The California Column

  • Print

In 1862, the California Column commanded by Colonel Carlton was ordered to send over 2,000 men to the Rio Grande River in New Mexico – over 900 miles away – to drive invading Texan rebels out of Arizona Territory. These men traveled by foot, from April to August, through the desert – with 120 degree temperature in full wool uniforms. They traveled in groups of 400 to conserve water for the men and horses, and stayed in a series of forts spread out between the Drum Barracks and the Rio Grande.

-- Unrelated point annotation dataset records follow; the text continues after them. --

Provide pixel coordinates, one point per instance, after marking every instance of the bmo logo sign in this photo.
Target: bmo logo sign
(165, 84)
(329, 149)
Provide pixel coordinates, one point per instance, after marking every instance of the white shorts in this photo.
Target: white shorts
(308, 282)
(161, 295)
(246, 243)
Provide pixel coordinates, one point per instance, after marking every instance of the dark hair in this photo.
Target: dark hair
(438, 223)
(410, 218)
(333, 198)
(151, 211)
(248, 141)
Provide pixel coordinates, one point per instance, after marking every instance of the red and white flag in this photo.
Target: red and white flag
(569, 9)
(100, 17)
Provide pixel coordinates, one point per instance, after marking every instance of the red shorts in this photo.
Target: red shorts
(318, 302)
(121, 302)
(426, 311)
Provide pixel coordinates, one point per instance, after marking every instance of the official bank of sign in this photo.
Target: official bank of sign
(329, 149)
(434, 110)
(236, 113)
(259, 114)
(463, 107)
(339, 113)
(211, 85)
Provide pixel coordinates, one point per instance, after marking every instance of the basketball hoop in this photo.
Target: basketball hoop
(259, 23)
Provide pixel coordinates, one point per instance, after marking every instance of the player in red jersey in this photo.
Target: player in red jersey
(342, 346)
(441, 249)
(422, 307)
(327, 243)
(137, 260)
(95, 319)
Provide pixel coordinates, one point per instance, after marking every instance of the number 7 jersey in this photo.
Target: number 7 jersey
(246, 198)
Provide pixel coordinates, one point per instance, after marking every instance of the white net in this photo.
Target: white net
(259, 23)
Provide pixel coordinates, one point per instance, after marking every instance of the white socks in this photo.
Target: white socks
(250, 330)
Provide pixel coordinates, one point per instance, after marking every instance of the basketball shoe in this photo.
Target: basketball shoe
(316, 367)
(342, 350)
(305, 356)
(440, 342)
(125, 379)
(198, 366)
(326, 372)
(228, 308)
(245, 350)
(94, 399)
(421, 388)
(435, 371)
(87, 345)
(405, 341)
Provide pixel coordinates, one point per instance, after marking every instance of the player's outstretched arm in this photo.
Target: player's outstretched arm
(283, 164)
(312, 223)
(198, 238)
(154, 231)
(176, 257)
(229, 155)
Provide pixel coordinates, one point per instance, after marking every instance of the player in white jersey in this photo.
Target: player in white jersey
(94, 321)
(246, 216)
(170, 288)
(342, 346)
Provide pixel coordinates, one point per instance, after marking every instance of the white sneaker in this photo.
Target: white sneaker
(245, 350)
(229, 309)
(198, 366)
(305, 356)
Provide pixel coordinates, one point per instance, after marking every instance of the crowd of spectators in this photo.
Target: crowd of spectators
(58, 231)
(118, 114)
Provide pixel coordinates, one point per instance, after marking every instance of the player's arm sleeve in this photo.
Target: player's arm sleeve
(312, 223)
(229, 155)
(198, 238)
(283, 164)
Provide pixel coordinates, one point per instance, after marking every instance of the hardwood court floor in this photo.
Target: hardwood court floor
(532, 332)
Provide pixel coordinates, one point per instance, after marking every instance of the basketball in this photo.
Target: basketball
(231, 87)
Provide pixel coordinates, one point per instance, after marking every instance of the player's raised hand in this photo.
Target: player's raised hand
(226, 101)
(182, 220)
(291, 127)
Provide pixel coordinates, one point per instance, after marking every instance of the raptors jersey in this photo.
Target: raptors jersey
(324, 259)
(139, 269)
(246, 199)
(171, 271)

The journey consisted of about 2,350 men and was done largely on foot, in summer, wearing wool uniforms and carrying heavy rifles and knapsacks. In a very hot and dry environment, not one man was lost due to non-battle causes. The hike from Wilmington, California to El Paso, Texas has been reported to be the longest infantry march in infantry history.

By the time they arrived at the Rio Grande, the Confederates had already retreated, but they fought two small battles on their way: Picacho Pass and Apache Pass. Union scouts ran into Confederate pickets at Picacho Pass. As a result of this skirmish, three Union soldiers were killed and two were wounded. One Confederate soldier was killed, four were wounded, three were taken prisoner and one escaped. This was the only time members of the California Column engaged Confederate troops, and is considered the westernmost battle during the War.

On July 9th, 140 men of Co. E, 1st California Infantry and Co. B, California Infantry left Tucson with supplies for the Rio Grande. When they reached the Apache Pass they were ambushed by a strong force under Indian Chief Cochise. The outnumbered Californians used two mountain howitzers (small canons) and survived the two-day battle with only two dead. 63 Apaches also died during this battle.